Bien que l'expérience de Vancouver ait prouvé l'utilité d'un centre d'injection supervisée, notamment pour réduire les décès par surdose, il faut s'adapter à la situation locale. Montréal a la chance de ne pas avoir de zone aussi sinistrée que le Downtown Eastside. Par contre, ses utilisateurs de drogues injectables sont plus éparpillés. Une partie au centre-ville, d'autres dans Hochelaga, Verdun et Saint-Henri, et plus au nord. Pour les rejoindre, il faudra donc ouvrir plusieurs centres à proximité. Des sites plus petits, donc générant moins d'affluence qu'un seul qui desservirait toute la métropole. Sauf qu'il y aura plusieurs quartiers à convaincre.

La nécessité médicale ne fait pas de doute. Les drogues consommées par injection à Montréal (la cocaïne et les opiacés médicamenteux arrivent aux premiers rangs, devant l'héroïne) sont particulièrement propices aux overdoses et favorisent les comportements à risque pour la transmission d'hépatites et du VIH.

Un centre d'injection supervisée ne fournit pas seulement du matériel propre, mais du personnel médical. Ce qui n'empêche pas les surdoses, mais évite qu'elles soient fatales. On épargne des vies, des transports ambulanciers, des hospitalisations. Et on établit un climat de confiance qui augmente la demande pour les cures de désintox.

Ces arguments vaincront-ils les réserves de tous et chacun? Espérons-le. D'autant que l'expérience d'Insite a montré qu'un tel service n'entraîne pas de hausse des méfaits dans les environs, mais plutôt une réduction des décès par surdose dans un rayon d'un demi-kilomètre.

D'autres facteurs, moins mesurables mais tout aussi importants pour le voisinage, devront également être contrôlés, en évitant par exemple les attroupements aux abords des sites.
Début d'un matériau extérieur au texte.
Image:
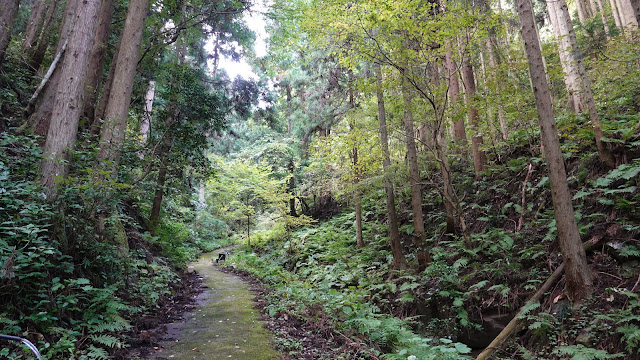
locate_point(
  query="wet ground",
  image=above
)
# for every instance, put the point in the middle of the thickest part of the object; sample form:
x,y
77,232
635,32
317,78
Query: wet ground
x,y
223,325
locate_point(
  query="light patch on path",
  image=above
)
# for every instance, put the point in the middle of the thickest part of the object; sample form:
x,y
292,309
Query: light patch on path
x,y
223,326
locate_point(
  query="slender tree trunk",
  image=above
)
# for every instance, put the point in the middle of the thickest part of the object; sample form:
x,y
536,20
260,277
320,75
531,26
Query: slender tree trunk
x,y
414,174
34,24
42,116
627,14
97,59
580,82
603,18
493,63
468,78
399,261
289,109
115,121
579,281
36,52
145,121
8,12
453,93
615,14
357,199
356,171
582,11
68,100
291,187
98,118
154,218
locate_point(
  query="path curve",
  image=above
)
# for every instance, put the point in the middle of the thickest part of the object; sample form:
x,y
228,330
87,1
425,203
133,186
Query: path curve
x,y
224,325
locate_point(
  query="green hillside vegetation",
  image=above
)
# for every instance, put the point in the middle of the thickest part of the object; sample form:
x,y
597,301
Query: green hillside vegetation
x,y
389,175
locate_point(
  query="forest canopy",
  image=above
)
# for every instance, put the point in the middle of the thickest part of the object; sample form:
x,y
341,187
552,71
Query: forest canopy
x,y
420,179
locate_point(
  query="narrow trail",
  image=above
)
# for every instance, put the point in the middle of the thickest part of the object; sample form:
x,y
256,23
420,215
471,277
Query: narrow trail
x,y
224,325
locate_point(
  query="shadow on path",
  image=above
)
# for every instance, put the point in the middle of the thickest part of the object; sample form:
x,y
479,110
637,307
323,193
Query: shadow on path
x,y
224,325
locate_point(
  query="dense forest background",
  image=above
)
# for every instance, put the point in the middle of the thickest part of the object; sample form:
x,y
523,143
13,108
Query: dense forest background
x,y
409,178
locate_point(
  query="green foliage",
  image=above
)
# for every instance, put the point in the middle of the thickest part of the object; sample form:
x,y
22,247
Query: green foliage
x,y
580,352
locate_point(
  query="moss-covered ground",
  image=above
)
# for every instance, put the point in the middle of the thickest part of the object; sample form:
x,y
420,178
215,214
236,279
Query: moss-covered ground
x,y
225,325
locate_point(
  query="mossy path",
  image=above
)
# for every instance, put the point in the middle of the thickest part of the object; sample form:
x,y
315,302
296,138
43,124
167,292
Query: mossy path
x,y
223,326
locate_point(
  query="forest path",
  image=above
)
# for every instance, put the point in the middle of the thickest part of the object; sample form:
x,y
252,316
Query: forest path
x,y
224,325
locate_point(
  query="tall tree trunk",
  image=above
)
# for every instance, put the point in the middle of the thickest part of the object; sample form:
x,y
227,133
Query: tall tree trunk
x,y
145,122
615,14
41,117
579,282
493,63
98,117
399,261
34,24
154,218
453,93
68,101
115,119
35,54
357,199
603,18
289,109
583,15
580,82
414,174
356,170
8,11
96,64
468,78
627,14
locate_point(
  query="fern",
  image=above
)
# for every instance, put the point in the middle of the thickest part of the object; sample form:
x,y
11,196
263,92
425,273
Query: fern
x,y
114,324
96,353
108,340
580,352
630,336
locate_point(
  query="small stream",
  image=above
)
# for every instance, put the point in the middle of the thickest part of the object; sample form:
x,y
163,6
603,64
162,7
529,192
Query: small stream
x,y
224,325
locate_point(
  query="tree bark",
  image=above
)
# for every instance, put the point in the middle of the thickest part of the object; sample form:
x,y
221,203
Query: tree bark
x,y
117,112
289,110
453,93
68,100
577,75
34,24
414,174
98,118
627,14
8,12
582,11
42,116
154,218
96,64
517,320
468,78
615,14
356,172
603,18
35,54
494,63
399,261
145,123
579,281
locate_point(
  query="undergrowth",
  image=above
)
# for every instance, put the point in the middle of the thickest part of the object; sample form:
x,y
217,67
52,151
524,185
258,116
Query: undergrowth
x,y
72,288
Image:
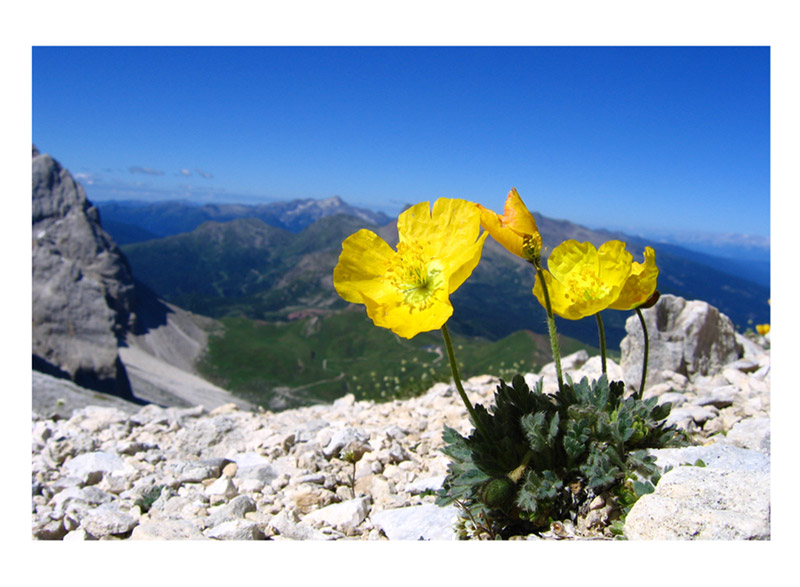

Ces services devraient réduire la présence d'aiguilles abandonnées dans les environs, mais si jamais ce n'était pas le cas, les centres auraient intérêt à s'en charger.

L'organisme Cactus, pressenti pour ouvrir le premier site à Montréal, a une longue expérience de collaboration avec son milieu. N'empêche, l'ajout de cette nouvelle mission en inquiète plusieurs. Elle sera sûrement plus facile à faire accepter si on peut garantir que les autres centres envisagés ouvriront rapidement, évitant ainsi que trop de toxicomanes affluent vers le même quartier.